Ah, summer. Picnics in the park, frolicking on the beach, sweating in the car with a fistful of wipes while your children get sick on their third change of clothes. Motion sickness is the literal damper put on our and I’ll assume many of your reality at the moment. And, judging by the way I still tend to turn green in the back of the cab at the first corner turned, it’s not a temporary condition.

My children have thrown up on several continents, but our home in London is possibly the least friendly to prolific barfers. The popularity of bus travel is one reason. The ridiculously windy stop-start traffic is another. There’s a gloriously ramrod straight Roman road running behind our house that goes in one direction only. Otherwise, two blocks is about as far as you can drive without having to do a turn of 90 degrees or more (right angles didn’t figure in the urban layout till postwar times, when most of it was literally engraved in stone). If the medieval twists don’t do the trick, the ubiquitous speed bumps will polish you off.

Yes, we’ve tried everything. Those silly wristbands, for instance, ginger snaps, lemon wedges, Tic Tacs, minty gum. If they’ve had the desired effect, it hasn’t been for long. We stock motion-sickness remedies specially designed for kids. They do the trick mainly because our kids can’t stay awake longer than 20 minutes after a swig. Alas, there’s usually a return trip, and sleeping in the car one way means, inevitably the way home will be fraught with panic attacks, multiple stops and one final, satisfying heave.

It’s got to the point where the kids will hide at the first jingle of my car keys, then dig their heels in all the way to our parking spot on the road. If there’s only one adult in charge, it can take 15 minutes to get them buckled into their seats, after which they’ll bawl into their barf bags for another 15. If they as much as smell a car interior while walking down the street, they’ll recoil in Pavlovian horror.

I should add here, for those of you thinking we are intentionally torturing our children, that we use our car once every 14 days or so. We factor carsickness into every family journey we make, and usually opt for train instead – even the bus is preferable. Gradually we’ve taken the blue pencil to most of the world’s most desirable destinations, for all the twisty road driving involved: Italy, South Africa, California”¦ This summer we’ve nixed plans to see friend in the South of France. Yes I’m fairly certain you aren’t weeping for us. I’m just stating the facts. Our world is very, very small.

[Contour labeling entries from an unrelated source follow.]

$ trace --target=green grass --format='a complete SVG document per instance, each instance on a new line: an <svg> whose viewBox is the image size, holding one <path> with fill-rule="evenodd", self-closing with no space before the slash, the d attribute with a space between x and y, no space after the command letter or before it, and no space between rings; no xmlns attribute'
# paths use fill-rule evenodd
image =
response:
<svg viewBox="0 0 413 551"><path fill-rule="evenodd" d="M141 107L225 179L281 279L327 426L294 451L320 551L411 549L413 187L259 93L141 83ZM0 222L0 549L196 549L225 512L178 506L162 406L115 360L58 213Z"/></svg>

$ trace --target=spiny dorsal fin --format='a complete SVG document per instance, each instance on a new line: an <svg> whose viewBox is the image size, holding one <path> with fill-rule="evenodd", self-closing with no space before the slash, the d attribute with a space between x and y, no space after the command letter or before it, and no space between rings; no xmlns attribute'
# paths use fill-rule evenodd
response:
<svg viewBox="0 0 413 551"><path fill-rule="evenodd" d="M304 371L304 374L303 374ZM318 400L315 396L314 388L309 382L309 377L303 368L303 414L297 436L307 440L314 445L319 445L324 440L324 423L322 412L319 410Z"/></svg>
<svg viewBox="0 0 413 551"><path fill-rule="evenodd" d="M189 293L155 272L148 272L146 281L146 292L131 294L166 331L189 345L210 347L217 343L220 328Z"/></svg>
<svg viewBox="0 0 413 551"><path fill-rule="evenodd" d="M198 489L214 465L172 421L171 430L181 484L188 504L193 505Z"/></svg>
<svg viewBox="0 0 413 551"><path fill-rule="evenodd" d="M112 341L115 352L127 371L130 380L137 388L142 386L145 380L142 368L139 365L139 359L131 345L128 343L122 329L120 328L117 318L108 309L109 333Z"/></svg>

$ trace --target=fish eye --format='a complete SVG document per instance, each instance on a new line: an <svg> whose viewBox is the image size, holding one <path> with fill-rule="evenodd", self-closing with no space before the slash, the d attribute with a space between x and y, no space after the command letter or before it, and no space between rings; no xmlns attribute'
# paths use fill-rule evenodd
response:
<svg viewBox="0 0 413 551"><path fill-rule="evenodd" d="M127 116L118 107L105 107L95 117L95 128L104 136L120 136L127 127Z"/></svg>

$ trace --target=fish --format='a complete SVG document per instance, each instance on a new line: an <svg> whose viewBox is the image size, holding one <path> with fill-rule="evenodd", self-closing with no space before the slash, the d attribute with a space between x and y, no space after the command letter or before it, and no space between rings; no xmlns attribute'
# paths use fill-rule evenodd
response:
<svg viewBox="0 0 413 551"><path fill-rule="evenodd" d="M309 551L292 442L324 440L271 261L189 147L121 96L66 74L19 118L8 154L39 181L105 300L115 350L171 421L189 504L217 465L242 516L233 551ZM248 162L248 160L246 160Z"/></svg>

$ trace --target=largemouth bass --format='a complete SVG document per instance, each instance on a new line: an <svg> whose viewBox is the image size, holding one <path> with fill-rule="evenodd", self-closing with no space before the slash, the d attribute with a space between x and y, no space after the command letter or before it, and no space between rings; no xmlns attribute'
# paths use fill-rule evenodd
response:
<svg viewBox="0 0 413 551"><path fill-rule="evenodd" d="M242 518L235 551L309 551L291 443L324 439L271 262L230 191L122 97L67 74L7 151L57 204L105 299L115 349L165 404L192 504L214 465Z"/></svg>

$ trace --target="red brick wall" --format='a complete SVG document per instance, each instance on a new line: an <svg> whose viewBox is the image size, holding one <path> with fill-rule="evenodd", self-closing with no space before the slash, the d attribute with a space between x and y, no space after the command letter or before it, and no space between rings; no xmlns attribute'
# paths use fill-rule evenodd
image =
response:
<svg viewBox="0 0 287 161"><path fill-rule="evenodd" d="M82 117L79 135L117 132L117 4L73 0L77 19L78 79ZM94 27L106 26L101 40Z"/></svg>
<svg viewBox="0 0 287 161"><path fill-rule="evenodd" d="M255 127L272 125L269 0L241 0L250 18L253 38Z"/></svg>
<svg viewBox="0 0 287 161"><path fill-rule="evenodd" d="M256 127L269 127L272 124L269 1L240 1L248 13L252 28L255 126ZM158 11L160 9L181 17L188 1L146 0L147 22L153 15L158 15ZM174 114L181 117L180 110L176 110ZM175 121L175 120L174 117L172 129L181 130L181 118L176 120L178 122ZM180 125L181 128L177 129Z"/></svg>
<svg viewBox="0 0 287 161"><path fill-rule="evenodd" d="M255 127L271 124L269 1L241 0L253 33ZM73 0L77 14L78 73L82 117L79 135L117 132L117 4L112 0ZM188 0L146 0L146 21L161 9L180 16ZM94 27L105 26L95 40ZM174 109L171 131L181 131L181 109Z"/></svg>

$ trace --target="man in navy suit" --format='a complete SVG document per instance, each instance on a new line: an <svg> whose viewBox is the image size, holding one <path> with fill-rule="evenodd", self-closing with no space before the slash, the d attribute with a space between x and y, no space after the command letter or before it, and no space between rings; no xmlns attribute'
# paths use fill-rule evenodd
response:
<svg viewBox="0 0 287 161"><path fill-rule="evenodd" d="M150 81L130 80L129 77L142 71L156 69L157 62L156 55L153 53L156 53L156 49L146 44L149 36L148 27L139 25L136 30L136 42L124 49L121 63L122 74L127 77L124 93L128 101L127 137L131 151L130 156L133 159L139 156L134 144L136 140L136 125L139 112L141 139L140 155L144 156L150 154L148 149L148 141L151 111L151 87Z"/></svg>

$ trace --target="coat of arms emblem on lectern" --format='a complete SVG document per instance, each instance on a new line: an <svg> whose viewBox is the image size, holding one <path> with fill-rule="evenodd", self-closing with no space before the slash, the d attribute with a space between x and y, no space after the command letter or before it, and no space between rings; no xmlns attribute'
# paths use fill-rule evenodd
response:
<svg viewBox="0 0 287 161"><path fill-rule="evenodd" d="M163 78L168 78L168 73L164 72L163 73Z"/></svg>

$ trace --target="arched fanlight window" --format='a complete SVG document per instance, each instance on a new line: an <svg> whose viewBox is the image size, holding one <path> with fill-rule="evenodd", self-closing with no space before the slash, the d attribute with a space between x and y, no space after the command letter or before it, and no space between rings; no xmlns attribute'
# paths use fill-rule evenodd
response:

One time, while convoying in the car behind a perfect family of non-barfers, not wanting to take our third breather and lose track of them completely, we agreed to let our 5year-old sit, briefly, on my lap in the front passenger seat. She felt instantly better. So we’ve begun to wonder whether we should disable the airbag and install her car seat up there permanently.

There doesn’t seem to be any definitive word on the matter in a legal sense, anyway. (Commenters will go ballistic at any deviation from the conventional wisdom.) This recent posting on The New York TimesMotherlode blog certainly didn’t elucidate.

What would you do if the front seat seemed the obvious cure for your little one’s carsickness? The beach is beckoning, but the easiest way from A to B is a problem not even we can solve.